Dün, yani 7 Şubat Perşembe günü, Cumhuriyet’te Ümit Zileli’nin “Düz Çizgi” köşesinde, “Utanç…” başlıklı yazısını okuduktan sonra kendi yazımın başına geçtim. Zileli, yazısında Alman papaz Martin Niomüller’in 1930’ların Almanya’sında söylediklerine atıfta bulunuyor. 2013 başının Türkiye’sinde herkesin hatırlaması -ve bir daha unutmaması!- gereken sözler. Niomüller sözlerini şöyle noktalamış: “…Bir gün beni almaya geldiler; yardım istemek için arkamı döndüm ama beni savunacak kimse kalmamıştı…”
Zileli de kendi sözlerini bize atıfla şöyle bağlamış: “Aradan 80 yıl geçtikten sonra, aynı karabasan kader midir?..”
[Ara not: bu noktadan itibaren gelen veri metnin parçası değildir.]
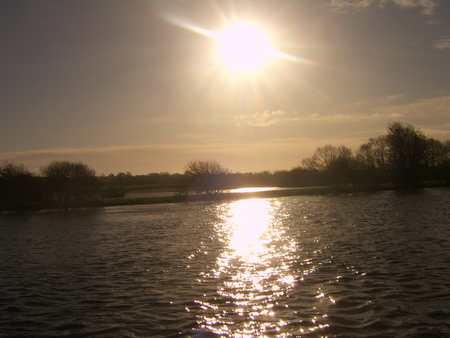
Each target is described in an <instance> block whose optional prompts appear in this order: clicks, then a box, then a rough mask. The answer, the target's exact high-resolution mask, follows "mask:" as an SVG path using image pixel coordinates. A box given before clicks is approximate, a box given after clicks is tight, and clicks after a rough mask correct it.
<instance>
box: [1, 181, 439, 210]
mask: <svg viewBox="0 0 450 338" xmlns="http://www.w3.org/2000/svg"><path fill="white" fill-rule="evenodd" d="M260 188H263V187H260ZM267 188H271V187H267ZM426 188H448V186H446V185H442V184H433V183H427V184H424V185H422V186H421V187H420V189H419V190H418V191H420V190H421V189H426ZM388 190H396V191H399V192H405V193H411V191H402V190H401V189H398V188H396V187H395V186H394V185H392V184H384V185H373V186H359V187H352V186H348V187H331V186H330V187H303V188H301V187H299V188H292V187H285V188H283V187H279V188H278V189H276V190H273V189H270V190H264V191H254V192H223V193H216V194H210V195H208V194H189V195H182V194H177V193H175V192H174V193H173V195H167V196H150V197H118V198H96V199H90V200H86V201H85V202H84V203H83V204H82V205H81V208H80V209H92V208H103V207H112V206H127V205H146V204H165V203H191V202H219V201H233V200H240V199H250V198H276V197H287V196H305V195H333V194H335V195H343V194H353V193H371V192H379V191H388ZM52 209H61V208H59V207H58V206H56V205H55V204H52V205H51V204H44V205H40V206H38V207H36V206H35V207H34V208H29V209H27V210H26V211H37V210H52ZM12 211H13V210H9V209H0V212H6V213H10V212H12Z"/></svg>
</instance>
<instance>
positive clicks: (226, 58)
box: [217, 22, 273, 73]
mask: <svg viewBox="0 0 450 338" xmlns="http://www.w3.org/2000/svg"><path fill="white" fill-rule="evenodd" d="M217 40H218V47H217V53H218V57H219V59H220V60H221V61H222V62H223V63H224V64H225V65H226V66H227V67H228V68H230V69H231V70H233V71H236V72H244V73H250V72H253V71H255V70H257V69H260V68H261V67H262V66H264V65H265V64H266V63H267V62H268V61H269V59H270V57H271V56H272V54H273V52H272V49H271V46H270V43H269V40H268V38H267V36H266V35H265V34H264V33H263V31H262V30H260V29H259V28H257V27H256V26H254V25H252V24H250V23H246V22H236V23H233V24H231V25H229V26H228V27H227V28H226V29H225V30H224V31H223V32H222V33H221V34H219V35H218V38H217Z"/></svg>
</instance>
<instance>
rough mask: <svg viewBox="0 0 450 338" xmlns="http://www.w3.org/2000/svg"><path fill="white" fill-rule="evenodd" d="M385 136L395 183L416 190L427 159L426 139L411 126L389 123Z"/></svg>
mask: <svg viewBox="0 0 450 338" xmlns="http://www.w3.org/2000/svg"><path fill="white" fill-rule="evenodd" d="M387 130H388V133H387V136H386V139H387V143H388V145H389V165H390V167H391V168H392V169H393V171H394V179H395V182H396V183H397V184H398V185H400V186H401V187H402V188H408V189H416V188H417V187H418V185H419V183H420V182H421V181H422V179H423V168H424V166H425V165H426V158H427V154H426V152H427V137H426V136H425V135H424V134H423V133H422V132H421V131H420V130H417V129H415V128H414V127H413V126H411V125H409V124H408V125H404V124H402V123H400V122H393V123H390V124H389V125H388V127H387Z"/></svg>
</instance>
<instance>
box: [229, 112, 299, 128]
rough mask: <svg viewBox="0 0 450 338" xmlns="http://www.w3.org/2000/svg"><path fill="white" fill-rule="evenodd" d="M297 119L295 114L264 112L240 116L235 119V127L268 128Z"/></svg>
mask: <svg viewBox="0 0 450 338" xmlns="http://www.w3.org/2000/svg"><path fill="white" fill-rule="evenodd" d="M296 119H298V116H297V114H296V113H290V114H288V113H286V112H284V111H282V110H274V111H270V110H264V111H263V112H256V113H254V114H249V115H240V116H237V117H236V118H235V120H236V122H237V125H238V126H241V125H249V126H257V127H268V126H271V125H274V124H279V123H282V122H286V121H294V120H296Z"/></svg>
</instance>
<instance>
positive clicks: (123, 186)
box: [0, 122, 450, 211]
mask: <svg viewBox="0 0 450 338" xmlns="http://www.w3.org/2000/svg"><path fill="white" fill-rule="evenodd" d="M425 181H427V182H432V183H434V184H436V185H447V186H450V141H446V142H441V141H438V140H435V139H433V138H430V137H427V136H426V135H425V134H424V133H423V132H422V131H420V130H419V129H416V128H414V127H413V126H411V125H405V124H402V123H400V122H393V123H390V124H389V125H388V126H387V133H386V135H381V136H378V137H374V138H370V139H369V140H368V141H367V142H365V143H364V144H362V145H360V147H359V149H358V150H357V151H356V152H354V151H353V150H352V149H350V148H348V147H346V146H344V145H341V146H334V145H330V144H327V145H324V146H321V147H318V148H317V149H316V150H315V152H314V153H313V155H312V156H311V157H308V158H304V159H303V160H302V161H301V164H300V165H299V166H297V167H295V168H293V169H291V170H289V171H275V172H269V171H263V172H259V173H233V172H231V171H230V170H229V169H228V168H226V167H224V166H223V165H222V164H221V163H220V162H218V161H215V160H194V161H190V162H189V163H187V164H186V166H185V168H184V173H183V174H170V173H167V172H163V173H150V174H147V175H135V176H133V175H132V174H131V173H129V172H127V173H118V174H116V175H114V174H110V175H108V176H105V175H102V176H97V175H96V173H95V171H94V170H93V169H92V168H90V167H89V166H88V165H86V164H84V163H81V162H69V161H54V162H51V163H50V164H48V165H45V166H43V167H41V168H40V169H39V173H37V174H33V173H32V172H31V171H29V170H28V169H27V168H25V167H24V166H23V165H22V164H14V163H11V162H4V163H3V164H2V165H0V207H2V208H3V209H14V210H18V211H22V210H27V209H39V208H44V207H57V208H61V209H64V210H68V209H79V208H81V207H82V206H83V205H84V202H85V201H86V200H89V199H93V198H98V197H103V198H108V197H123V196H124V194H125V192H126V190H127V189H128V188H129V187H130V186H133V187H134V189H139V188H140V187H142V188H149V187H151V188H153V189H165V190H172V191H174V192H176V193H177V194H181V195H189V194H192V193H195V194H216V193H220V192H222V191H224V190H227V189H232V188H237V187H244V186H279V187H313V186H334V187H358V186H373V185H381V184H388V183H391V184H394V186H395V187H396V188H400V189H408V190H415V189H418V188H420V187H421V185H422V183H423V182H425Z"/></svg>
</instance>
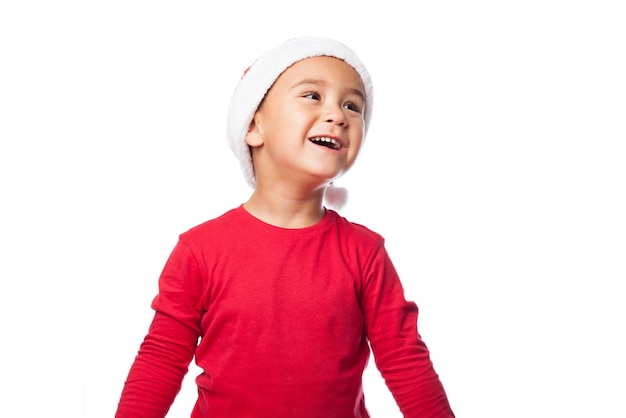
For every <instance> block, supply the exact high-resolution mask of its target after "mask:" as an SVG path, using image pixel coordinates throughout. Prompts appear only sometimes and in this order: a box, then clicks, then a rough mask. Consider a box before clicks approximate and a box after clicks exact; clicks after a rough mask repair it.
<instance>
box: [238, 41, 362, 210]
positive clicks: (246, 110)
mask: <svg viewBox="0 0 626 418" xmlns="http://www.w3.org/2000/svg"><path fill="white" fill-rule="evenodd" d="M319 56H328V57H335V58H338V59H340V60H343V61H344V62H346V63H347V64H349V65H350V66H351V67H352V68H354V69H355V70H356V72H357V73H358V74H359V76H360V77H361V81H362V82H363V86H364V88H365V111H364V114H363V120H364V122H365V130H364V132H363V137H364V138H365V136H366V134H367V128H368V126H369V122H370V119H371V116H372V105H373V98H374V96H373V84H372V80H371V78H370V75H369V73H368V71H367V69H366V68H365V66H364V65H363V63H362V62H361V60H360V59H359V58H358V57H357V55H356V54H355V53H354V51H352V50H351V49H350V48H348V47H347V46H345V45H344V44H342V43H341V42H338V41H335V40H333V39H326V38H315V37H301V38H294V39H290V40H288V41H286V42H284V43H282V44H280V45H278V46H277V47H275V48H273V49H271V50H269V51H267V52H266V53H265V54H264V55H262V56H261V57H259V58H258V59H257V60H256V61H255V62H254V63H253V64H252V65H251V66H250V67H249V68H248V69H247V70H246V71H245V72H244V74H243V76H242V77H241V80H240V81H239V84H238V85H237V88H236V89H235V91H234V93H233V95H232V98H231V101H230V106H229V109H228V120H227V126H226V135H227V138H228V144H229V145H230V148H231V150H232V151H233V153H234V154H235V157H237V159H238V160H239V163H240V164H241V170H242V171H243V175H244V178H245V180H246V182H247V183H248V185H249V186H250V187H254V186H255V177H254V168H253V166H252V156H251V154H250V149H249V147H248V144H246V134H247V133H248V129H249V128H250V123H251V122H252V119H253V118H254V114H255V112H256V111H257V109H258V107H259V105H260V104H261V101H262V100H263V98H264V97H265V94H266V93H267V91H268V90H269V89H270V87H272V85H273V84H274V82H275V81H276V79H277V78H278V77H279V76H280V75H281V74H282V73H283V71H285V70H286V69H287V68H289V67H290V66H291V65H293V64H295V63H296V62H298V61H301V60H303V59H306V58H311V57H319ZM333 189H335V190H333V191H331V190H327V193H326V200H327V202H328V203H330V204H331V205H333V206H336V207H337V206H342V205H343V203H345V198H346V196H345V193H341V191H340V190H336V189H339V188H333ZM333 195H335V196H334V197H332V196H333ZM332 200H335V201H334V202H333V201H332ZM342 200H343V202H342Z"/></svg>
Hayır, kader değildir. Hak edilmiş bir gelecektir. Yıllar ve yıllar boyunca, başta aydınlar kesiminin büyük bölümü olmak üzere, neredeyse tüm kesimleri ile günlük yaşamında adalet düşüncesini boşlamış bir ülkenin hak etmiş olduğu gelecektir.
Türkiye’de hukuk ve adalet kültürü bugün çökmedi. Temelleri çoktan oyulmuştu. Hem de ta en derin noktalarından başlanarak. Belki de komşusu alınıp götürülürken veya komşusunun evi aranır, her şeyi darmadağın edilirken buna aldırmayıp
“Neyse, benim başıma gelmedi ya!” diye rahat soluk alabilen ilk “komşu”nun ortaya çıkması ile birlikte başlamıştı.
Adalet düşüncesi, tıpkı ünlü şair
Kavafis’in sanat için söylediklerini hatırlatacak kadar hassastır; sanat kadar hassas ve “alıngan” bir kraliçedir. Sizin kapınızı vurup, “ötekilerin” başına gelenleri örnek göstererek “Bak, ben tehlikedeyim, beni korumak için bir şeyler yapabilir misin?” diye sorduğunda, ona yeterince ya da hiç kulak vermezseniz, hemen sessizce çekip gider. Israrcı davranmaz. Ama günün birinde siz onun kapısına gidip, örneğin, “Bana gelmek üzereler, beni kanatlarının altına alır mısın?” diye sorduğunuzda başını çevirecek kadar alıngandır, çünkü daha önce sizin umursamazlık hançerinizle belki de ölümcül yara almıştır.
Gerçek şu ki, bu ülkenin düşünce ikliminde adalet düşüncesi ve adaletin gerekliliği ilkesi hiçbir zaman yeterince kökleşmedi. Hep
“adalet düşüncesi” söylemine öncelik tanıyorum, çünkü adalet düşüncesi, hukuktan da önce gelir. Hukuk, adalet düşüncesinin örgütlenmiş halidir. Önce örgütlenmesi gerekenin bilincine yeterince varılmamışsa ya da varılması engellenmiş ise örgütlenmenin ne ölçüde yetkin bir çizgiye ulaştığı veya ulaşamadığı sorusu hiçbir önem taşımaz. Çünkü böyle bir durumda, yani önce adalet düşüncesi ve adaletin mutlak anlamda gerekliliği ilkesi yeterince kök salamamışsa, o zaman en ileri hukuk örgütlenmesi bile sonuçta ancak hukuksuzluk ve adaletsizlik üretebilir.
Geçmiş yıllar boyunca, Mustafa Balbay, Tuncay Özkan… ve bütün “ötekiler” tutuklanırken “Canım, elbet bir nedeni vardır!” diyenlerle çok karşılaştım. Aralarında kendilerini “meslekten aydın” sayanlar da vardı, sonradan “yetmez ama evet”leri ile sandıkları doldurup böylece kendilerini özgürlüğün önderleri sayanlar da…
Peki ya sonra?
Sonrası şöyle:
“Biri Josef K’ye iftira etmiş olmalıydı, çünkü kötü bir şey yapmamış olmasına karşın bir sabah tutuklandı…” (Önemli not: Sadece çeviri bana ait; sözler ise 1920’li yıllarda Franz Kafka diye biri tarafından kaleme alınmış! A.C.)